# Ghost shrimp molted then turned white and is not moving.



## KatyD (May 3, 2018)

Yesterday afternoon / early evening I noticed a shell in my tank and realized my ghost shrimp had molted. She seemed ok, she was hiding behind a castle decoration and came out a little bit for food but went right back and tucked herself up against the structure. She did not move all night and started to look white-ish. This morning she has definitely not moved and is more white.

My son thinks she's just hiding because she molted but I'm not so sure. I had to leave her in there when I went to work. I can't see any of her legs moving but then she is nestled right up against the decoration.

I've read conflicting information, anywhere from she's dead / dying to they look like this for a few days after molting and she'll be fine.

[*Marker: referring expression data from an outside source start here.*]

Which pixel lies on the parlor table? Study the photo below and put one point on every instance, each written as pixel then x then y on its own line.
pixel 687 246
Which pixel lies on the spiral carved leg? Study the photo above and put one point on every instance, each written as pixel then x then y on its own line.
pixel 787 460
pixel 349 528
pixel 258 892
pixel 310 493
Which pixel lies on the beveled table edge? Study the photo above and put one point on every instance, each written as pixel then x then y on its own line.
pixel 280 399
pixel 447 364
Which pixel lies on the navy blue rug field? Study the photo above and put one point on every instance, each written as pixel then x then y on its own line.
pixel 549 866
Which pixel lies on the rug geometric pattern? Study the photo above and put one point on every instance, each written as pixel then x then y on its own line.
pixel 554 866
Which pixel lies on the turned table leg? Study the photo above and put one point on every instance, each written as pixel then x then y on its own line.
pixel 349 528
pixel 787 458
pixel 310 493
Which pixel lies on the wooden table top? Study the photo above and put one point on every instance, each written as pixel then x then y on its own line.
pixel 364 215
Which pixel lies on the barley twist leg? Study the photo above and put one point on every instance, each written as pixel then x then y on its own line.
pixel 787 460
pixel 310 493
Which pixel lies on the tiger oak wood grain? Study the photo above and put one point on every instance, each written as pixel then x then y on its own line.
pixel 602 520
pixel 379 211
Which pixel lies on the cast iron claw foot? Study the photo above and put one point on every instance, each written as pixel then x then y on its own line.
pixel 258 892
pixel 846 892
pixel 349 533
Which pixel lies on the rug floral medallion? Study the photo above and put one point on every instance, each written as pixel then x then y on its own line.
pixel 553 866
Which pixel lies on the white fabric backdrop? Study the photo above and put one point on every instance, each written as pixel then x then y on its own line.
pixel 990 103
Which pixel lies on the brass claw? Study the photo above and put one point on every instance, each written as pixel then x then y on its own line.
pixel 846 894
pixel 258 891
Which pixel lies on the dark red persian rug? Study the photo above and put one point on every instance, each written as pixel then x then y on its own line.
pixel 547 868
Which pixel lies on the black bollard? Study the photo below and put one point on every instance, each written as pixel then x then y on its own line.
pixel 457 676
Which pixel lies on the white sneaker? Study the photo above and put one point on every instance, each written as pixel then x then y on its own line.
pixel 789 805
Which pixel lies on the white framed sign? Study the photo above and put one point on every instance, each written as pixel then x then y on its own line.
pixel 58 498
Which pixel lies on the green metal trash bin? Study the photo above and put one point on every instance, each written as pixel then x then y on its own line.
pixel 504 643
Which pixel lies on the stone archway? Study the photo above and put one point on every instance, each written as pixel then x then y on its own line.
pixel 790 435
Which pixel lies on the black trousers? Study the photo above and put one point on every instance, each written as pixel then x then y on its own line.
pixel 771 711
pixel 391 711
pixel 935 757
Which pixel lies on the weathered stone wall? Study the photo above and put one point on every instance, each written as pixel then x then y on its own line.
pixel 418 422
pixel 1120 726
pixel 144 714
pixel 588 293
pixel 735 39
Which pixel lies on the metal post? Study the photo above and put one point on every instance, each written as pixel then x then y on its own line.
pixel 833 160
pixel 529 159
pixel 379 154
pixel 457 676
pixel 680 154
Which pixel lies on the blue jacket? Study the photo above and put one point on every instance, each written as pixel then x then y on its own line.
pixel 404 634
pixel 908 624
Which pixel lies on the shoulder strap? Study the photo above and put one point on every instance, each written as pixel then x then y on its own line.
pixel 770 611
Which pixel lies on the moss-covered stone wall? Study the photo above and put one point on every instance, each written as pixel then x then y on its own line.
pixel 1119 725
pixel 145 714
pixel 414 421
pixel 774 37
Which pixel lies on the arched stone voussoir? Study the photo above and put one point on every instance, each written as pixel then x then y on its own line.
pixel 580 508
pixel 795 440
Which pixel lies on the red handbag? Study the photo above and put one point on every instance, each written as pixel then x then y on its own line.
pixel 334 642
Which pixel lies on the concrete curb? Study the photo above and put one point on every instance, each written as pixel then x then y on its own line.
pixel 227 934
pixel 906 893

I plan to gently nudge her with a net this evening to see if she moves at all but wondered if anyone here had this experience with ghost shrimp?

A little about my tank:
Going on week 3 of this new tank, I don't believe it's cycled yet
10 gallon, planted
Guppies and Danio are the other inhabitants
I use the API liquid kit for all but chlorine and alkalinity - API strips for those
Ph 7.6 or a little higher, the high range test is difficult for me to read
Ammonia has been fluctuating between 0 and .25, I've been doing a 10-15% water change when it climbs
NitrItes = 0
NitrAtes = 0
Chlorine = safe
Alkalinity is reading on the higher end of the strips

Thank you for any thoughts!


----------



## KatyD (May 3, 2018)

UPDATE - That shrimp did in fact die. Replaced her and the next died within a week. c'est la vie.


----------



## angelcraze (Aug 31, 2013)

Sorry you are having problems with the ghost shrimp. If you can, get yourself the liquid API tests, they were much more accurate than strips imo. It is true that shrimp will usually hide after molting, they are very vulnerable to predators in without their hard shell. But they are also more sensitive to ammonia and water conditions. So as I've suggested in your other thread, wait until your tank is cycled (0ppm ammonia and nitrite with a bit of nitrate) then try out a few ghost shrimp. 
Good luck!


----------